StradVision announces its software will be featured in multiple mass-production ADAS and self-driving vehicle projects, with cars in production in 2019
COO Sunny Lee touts SVNet’s capabilities, company’s aggressive timeline at Automotive Innovation Summit
StradVision COO Sunny Lee announced at the KPMG/Flex Automotive Innovation Summit in Milpitas, CA, that the company’s SVNet software will be used in five production vehicle projects with OEM partners in China and Germany, with the first vehicles in production in 2019.
StradVision is a vision processing software company, offering AI perception solutions critical for the development of autonomous vehicles.
Its core technology is a deep-learning camera software called SVNet. StradVision currently provides Level 2-certified technology for ADAS systems. By 2021, StradVision plans to have more than 6 million vehicles on the road using SVNet, which is already compliant with strict standards such as Euro NCAP and Guobiao (GB) in China.
Beyond 2021, StradVision will provide software for Level 4 autonomous vehicles.
StradVision also earned the ASPICE CL2 certificate, which recognizes suppliers with a serious, well-managed software development process who ensure safety and accuracy during product development and implementation.
“Some of our competitors may have flashier products, but they cannot match the level of real-world application that StradVision will realize in years to come,” Lee said. “We are goal-oriented, offer quick execution and excel at implementing Deep Neural Network-based object detection on embedded platforms within a short period, approximately three to six months.”

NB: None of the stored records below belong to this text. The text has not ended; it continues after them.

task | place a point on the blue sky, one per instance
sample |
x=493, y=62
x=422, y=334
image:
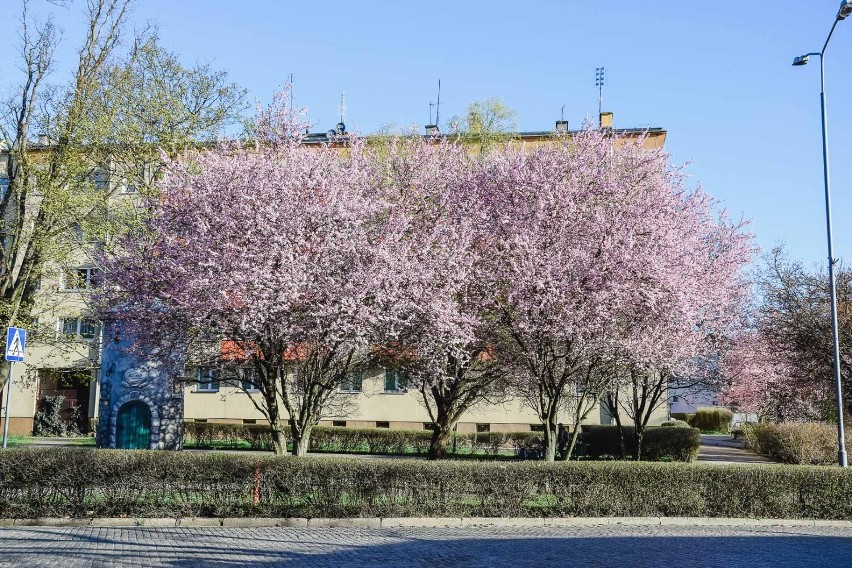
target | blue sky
x=716, y=75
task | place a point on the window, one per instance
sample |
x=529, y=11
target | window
x=396, y=381
x=207, y=380
x=80, y=278
x=248, y=380
x=84, y=328
x=353, y=382
x=135, y=181
x=101, y=179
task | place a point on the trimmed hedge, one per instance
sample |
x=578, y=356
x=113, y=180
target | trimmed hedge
x=678, y=444
x=711, y=419
x=50, y=482
x=812, y=443
x=360, y=440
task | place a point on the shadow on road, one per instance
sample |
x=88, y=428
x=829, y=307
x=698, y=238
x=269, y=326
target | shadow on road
x=539, y=547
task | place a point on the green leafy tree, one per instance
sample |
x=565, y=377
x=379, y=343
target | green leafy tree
x=68, y=149
x=486, y=122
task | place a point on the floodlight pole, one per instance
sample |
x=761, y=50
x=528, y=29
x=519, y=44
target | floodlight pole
x=841, y=437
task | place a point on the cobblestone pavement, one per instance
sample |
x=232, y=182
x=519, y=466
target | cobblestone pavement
x=595, y=546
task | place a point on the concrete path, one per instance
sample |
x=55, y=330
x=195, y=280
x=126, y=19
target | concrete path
x=723, y=449
x=491, y=547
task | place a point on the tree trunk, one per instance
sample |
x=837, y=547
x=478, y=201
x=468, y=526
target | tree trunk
x=279, y=439
x=438, y=445
x=551, y=436
x=613, y=410
x=575, y=435
x=638, y=435
x=301, y=440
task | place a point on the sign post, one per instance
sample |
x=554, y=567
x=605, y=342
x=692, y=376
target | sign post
x=16, y=341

StradVision’s SVNet External enables vehicles to execute ADAS and self-driving functions, including:
- Forward Collision Warning
- Traffic Sign Recognition
- Intelligent Speed Assistance
- Pedestrian and Cyclist Warning
- Pedestrian Collision Warning
- Lane Departure Warning
- Blind Spot Detection
SVNet Internal monitors driver and passenger to ensure a safe driving experience. Functions include Gaze Detection, Drowsiness Detection and Age & Gender Detection. It works with platforms including Renesas R-Car, NXP S32V, Qualcomm Snapdragon, Nvidia TX2 and DPX2, and Texas Instruments. The algorithm allows both internal and external technology to work at the same time.
StradVision’s SVNet Tools enables operational efficiency by guaranteeing data independence. Functions include Auto Labeling System, Data Training Suite and Platform Optimization Suite.